Configuration Fileconfig.yaml
# CMU-MOSEI Multimodal Sentiment Multi-Tier Annotation Configuration
# Based on Zadeh et al., ACL 2018
# Paper: https://aclanthology.org/P18-1208/
# Task: ELAN-style multi-tier annotation of visual behavior, acoustic events, emotion, and sentiment
annotation_task_name: "CMU-MOSEI Multimodal Sentiment Multi-Tier Annotation"
task_dir: "."
# Data configuration
data_files:
- sample-data.json
item_properties:
id_key: "id"
text_key: "video_url"
# Output
output_annotation_dir: "annotation_output/"

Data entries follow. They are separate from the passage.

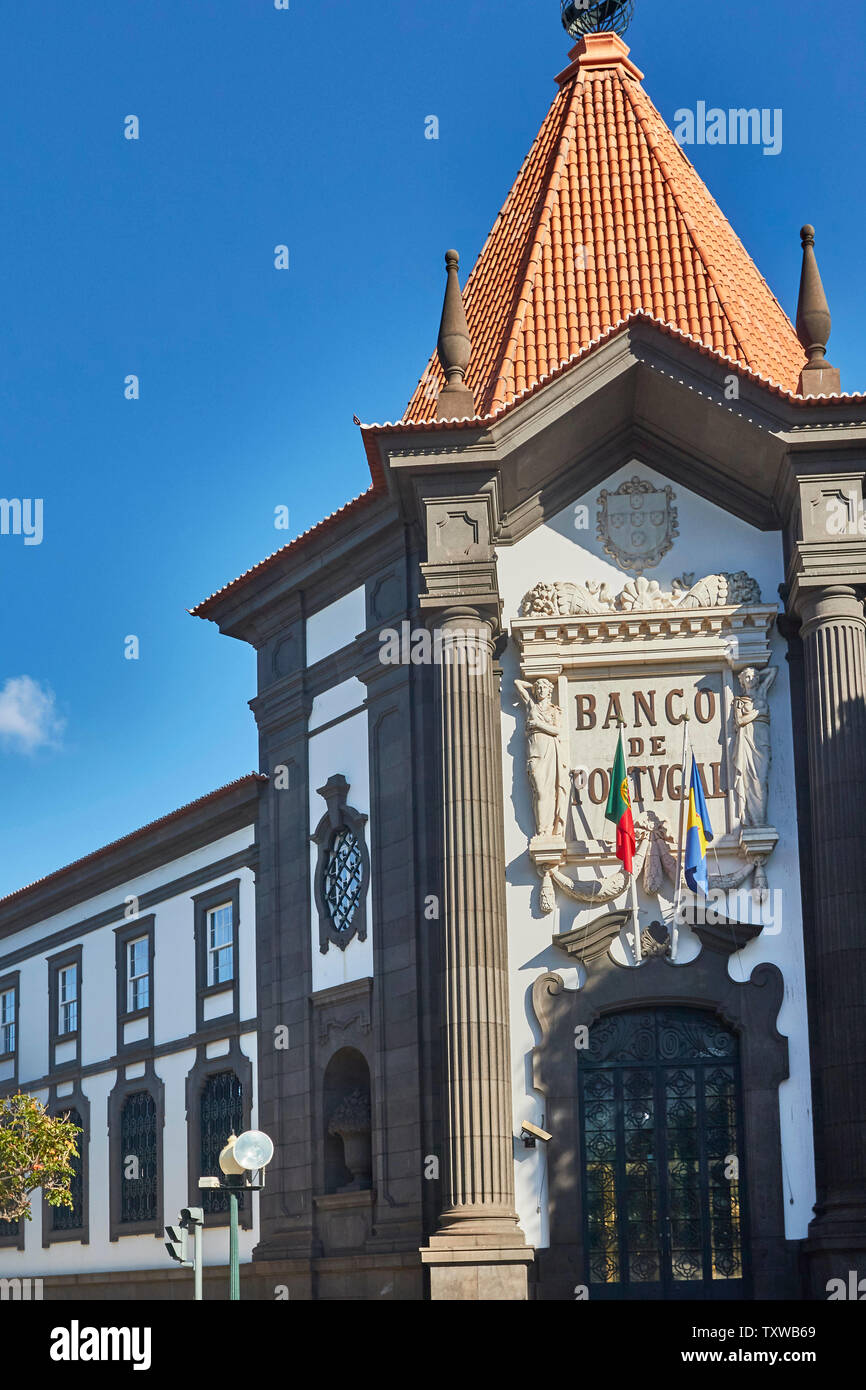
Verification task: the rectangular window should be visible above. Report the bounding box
[58,964,78,1035]
[206,904,233,986]
[0,988,15,1055]
[126,937,150,1013]
[192,880,240,1031]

output_annotation_format: "json"
# Annotation schemes - ELAN-style parallel tiers aligned to the video timeline
annotation_schemes:
# Tier 1: Visual behavior segmentation
- name: "visual_behavior_tier"
description: |
Segment the video timeline by the speaker's visible facial expressions,
head movements, and gestures. Mark the onset and offset of each distinct
visual behavior observed.
annotation_type: "video_annotation"
mode: "segment"
labels:
- name: "neutral-face"
color: "#9CA3AF"
tooltip: "Neutral facial expression with no strong affect signal"
- name: "smile"
color: "#22C55E"
tooltip: "Visible smile or positive facial expression"
- name: "frown"
color: "#EF4444"
tooltip: "Frown, grimace, or negative facial expression"
- name: "eyebrow-raise"
color: "#A855F7"
tooltip: "Raised eyebrows indicating surprise or emphasis"
- name: "head-nod"
color: "#3B82F6"
tooltip: "Vertical head nod indicating agreement or affirmation"
- name: "head-shake"
color: "#F97316"
tooltip: "Horizontal head shake indicating disagreement or negation"
- name: "gesture"
color: "#14B8A6"
tooltip: "Hand or arm gesture accompanying speech"
- name: "gaze-away"
color: "#6B7280"
tooltip: "Speaker looking away from camera (thinking, reading, etc.)"
show_timecode: true
video_fps: 30
# Tier 2: Acoustic event segmentation
- name: "acoustic_tier"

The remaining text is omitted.